Combinations

Combinations are at the core of Carvers. They are used to identify the best combination from all possible combinations with up to max_n_mod modalities.

Classification tasks

Cramér’s V Combinations

See Cramér’s V for more details on the metric.

class AutoCarver.combinations.CramervCombinations(max_n_mod: int = 5, **kwargs)

Cramér’s V based combination evaluation toolkit

Parameters:

max_n_mod (int, optional) –

Maximum number of modalities per feature, by default 5

  • The combination with the best association will be selected.

  • All combinations of sizes from 1 to max_n_mod are tested out.

Tip

Set between 3 (faster, more robust) and 7 (slower, less robust)

Keyword Arguments:
  • min_freq (float, optional) –

    Minimum frequency per modality per feature, by default None

    • Features need at least one modality more frequent than min_freq

    • Defines number of quantiles of continuous features

    • Minimum frequency of modality of quantitative features

    Tip

    Set between 0.01 (slower, less robust) and 0.2 (faster, more robust)

  • dropna (bool, optional) –

    • True, try to group nan with other modalities.

    • False, nan are ignored (not grouped), by default False

  • verbose (bool, optional) –

    • True, without IPython: prints raw statitics

    • True, with IPython: prints HTML statistics, by default False

classmethod load(file: str | dict) CombinationEvaluator

Allows one to load a CombinationEvaluator saved as a .json file.

Parameters:

file (str | dict) – String of .json file name or content of the file.

Returns:

A ready-to-use CombinationEvaluator

Return type:

CombinationEvaluator

save(file_name: str) None

Saves CombinationEvaluator to .json file.

Parameters:

file_name (str) – String of .json file name

Tschuprow’s T Combinations

See Tschuprow’s T for more details on the metric.

class AutoCarver.combinations.TschuprowtCombinations(max_n_mod: int = 5, **kwargs)

Tschuprow’s T based combination evaluation toolkit

Parameters:

max_n_mod (int, optional) –

Maximum number of modalities per feature, by default 5

  • The combination with the best association will be selected.

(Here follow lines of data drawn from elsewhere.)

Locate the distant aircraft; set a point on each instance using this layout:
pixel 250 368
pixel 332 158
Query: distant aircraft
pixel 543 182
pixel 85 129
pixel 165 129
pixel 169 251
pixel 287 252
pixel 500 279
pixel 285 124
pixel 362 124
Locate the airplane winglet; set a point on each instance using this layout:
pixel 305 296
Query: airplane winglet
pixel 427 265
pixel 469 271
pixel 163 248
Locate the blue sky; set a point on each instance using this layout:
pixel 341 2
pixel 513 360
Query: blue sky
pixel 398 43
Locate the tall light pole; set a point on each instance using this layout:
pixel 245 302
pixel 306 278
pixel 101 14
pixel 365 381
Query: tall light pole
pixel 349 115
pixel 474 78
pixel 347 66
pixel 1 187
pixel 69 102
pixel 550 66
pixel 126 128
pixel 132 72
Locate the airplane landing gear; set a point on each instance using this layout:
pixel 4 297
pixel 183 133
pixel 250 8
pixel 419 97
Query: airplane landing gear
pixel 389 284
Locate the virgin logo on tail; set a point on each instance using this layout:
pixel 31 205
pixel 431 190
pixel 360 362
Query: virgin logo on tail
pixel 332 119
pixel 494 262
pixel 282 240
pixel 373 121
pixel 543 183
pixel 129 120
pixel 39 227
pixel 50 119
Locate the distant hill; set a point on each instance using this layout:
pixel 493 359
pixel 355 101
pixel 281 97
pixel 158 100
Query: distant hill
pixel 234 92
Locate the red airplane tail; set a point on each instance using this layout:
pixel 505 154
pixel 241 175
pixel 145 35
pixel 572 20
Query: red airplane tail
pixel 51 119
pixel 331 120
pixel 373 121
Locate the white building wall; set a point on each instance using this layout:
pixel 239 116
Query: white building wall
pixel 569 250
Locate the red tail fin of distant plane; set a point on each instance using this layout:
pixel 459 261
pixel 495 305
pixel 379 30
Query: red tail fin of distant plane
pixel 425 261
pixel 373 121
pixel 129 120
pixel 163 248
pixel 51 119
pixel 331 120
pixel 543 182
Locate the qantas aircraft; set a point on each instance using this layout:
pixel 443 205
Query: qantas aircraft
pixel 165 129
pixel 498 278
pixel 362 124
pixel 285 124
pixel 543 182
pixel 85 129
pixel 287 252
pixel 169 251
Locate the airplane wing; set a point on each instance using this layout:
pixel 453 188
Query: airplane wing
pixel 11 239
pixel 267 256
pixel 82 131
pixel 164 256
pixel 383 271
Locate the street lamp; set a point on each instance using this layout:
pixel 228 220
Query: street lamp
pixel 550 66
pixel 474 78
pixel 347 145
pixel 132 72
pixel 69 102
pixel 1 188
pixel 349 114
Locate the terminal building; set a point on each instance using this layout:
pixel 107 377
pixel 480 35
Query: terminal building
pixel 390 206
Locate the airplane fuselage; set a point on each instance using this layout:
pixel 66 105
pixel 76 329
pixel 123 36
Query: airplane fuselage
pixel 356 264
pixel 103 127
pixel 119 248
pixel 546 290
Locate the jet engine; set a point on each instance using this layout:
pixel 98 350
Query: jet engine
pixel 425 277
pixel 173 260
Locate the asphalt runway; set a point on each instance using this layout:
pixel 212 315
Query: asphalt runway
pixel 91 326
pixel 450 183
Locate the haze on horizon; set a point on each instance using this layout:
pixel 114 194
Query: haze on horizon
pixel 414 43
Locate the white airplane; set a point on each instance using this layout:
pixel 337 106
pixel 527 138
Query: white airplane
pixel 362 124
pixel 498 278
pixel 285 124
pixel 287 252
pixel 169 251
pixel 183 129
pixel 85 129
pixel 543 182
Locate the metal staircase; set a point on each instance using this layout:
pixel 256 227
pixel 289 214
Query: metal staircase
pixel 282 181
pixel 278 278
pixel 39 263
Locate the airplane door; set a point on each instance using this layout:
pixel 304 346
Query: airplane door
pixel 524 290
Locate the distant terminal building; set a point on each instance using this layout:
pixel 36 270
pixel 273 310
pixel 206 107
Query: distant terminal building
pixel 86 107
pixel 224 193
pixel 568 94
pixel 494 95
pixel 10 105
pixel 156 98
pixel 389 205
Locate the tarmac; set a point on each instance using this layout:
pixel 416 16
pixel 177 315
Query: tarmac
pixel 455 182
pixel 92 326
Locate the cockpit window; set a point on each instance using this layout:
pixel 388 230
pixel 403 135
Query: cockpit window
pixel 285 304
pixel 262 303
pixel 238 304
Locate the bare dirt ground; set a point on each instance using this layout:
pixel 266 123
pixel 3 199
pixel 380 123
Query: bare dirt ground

  • All combinations of sizes from 1 to max_n_mod are tested out.

Tip

Set between 3 (faster, more robust) and 7 (slower, less robust)

Keyword Arguments:
  • min_freq (float, optional) –

    Minimum frequency per modality per feature, by default None

    • Features need at least one modality more frequent than min_freq

    • Defines number of quantiles of continuous features

    • Minimum frequency of modality of quantitative features

    Tip

    Set between 0.01 (slower, less robust) and 0.2 (faster, more robust)

  • dropna (bool, optional) –

    • True, try to group nan with other modalities.

    • False, nan are ignored (not grouped), by default False

  • verbose (bool, optional) –

    • True, without IPython: prints raw statitics

    • True, with IPython: prints HTML statistics, by default False

classmethod load(file: str | dict) CombinationEvaluator

Allows one to load a CombinationEvaluator saved as a .json file.

Parameters:

file (str | dict) – String of .json file name or content of the file.

Returns:

A ready-to-use CombinationEvaluator

Return type:

CombinationEvaluator

save(file_name: str) None

Saves CombinationEvaluator to .json file.

Parameters:

file_name (str) – String of .json file name

Regression tasks

Kruskal’s H Combinations

See Kruskal-Wallis’ H test statistic for more details on the metric.

class AutoCarver.combinations.KruskalCombinations(max_n_mod: int = 5, **kwargs)

Kruskal-Wallis’ H based combination evaluation toolkit

Parameters:

max_n_mod (int, optional) –

Maximum number of modalities per feature, by default 5

  • The combination with the best association will be selected.

  • All combinations of sizes from 1 to max_n_mod are tested out.

Tip

Set between 3 (faster, more robust) and 7 (slower, less robust)

Keyword Arguments:
  • min_freq (float, optional) –

    Minimum frequency per modality per feature, by default None

    • Features need at least one modality more frequent than min_freq

    • Defines number of quantiles of continuous features

    • Minimum frequency of modality of quantitative features

    Tip

    Set between 0.01 (slower, less robust) and 0.2 (faster, more robust)

  • dropna (bool, optional) –

    • True, try to group nan with other modalities.

    • False, nan are ignored (not grouped), by default False

  • verbose (bool, optional) –

    • True, without IPython: prints raw statitics

    • True, with IPython: prints HTML statistics, by default False

classmethod load(file: str | dict) CombinationEvaluator

Allows one to load a CombinationEvaluator saved as a .json file.

Parameters:

file (str | dict) – String of .json file name or content of the file.

Returns:

A ready-to-use CombinationEvaluator

Return type:

CombinationEvaluator

save(file_name: str) None

Saves CombinationEvaluator to .json file.

Parameters:

file_name (str) – String of .json file name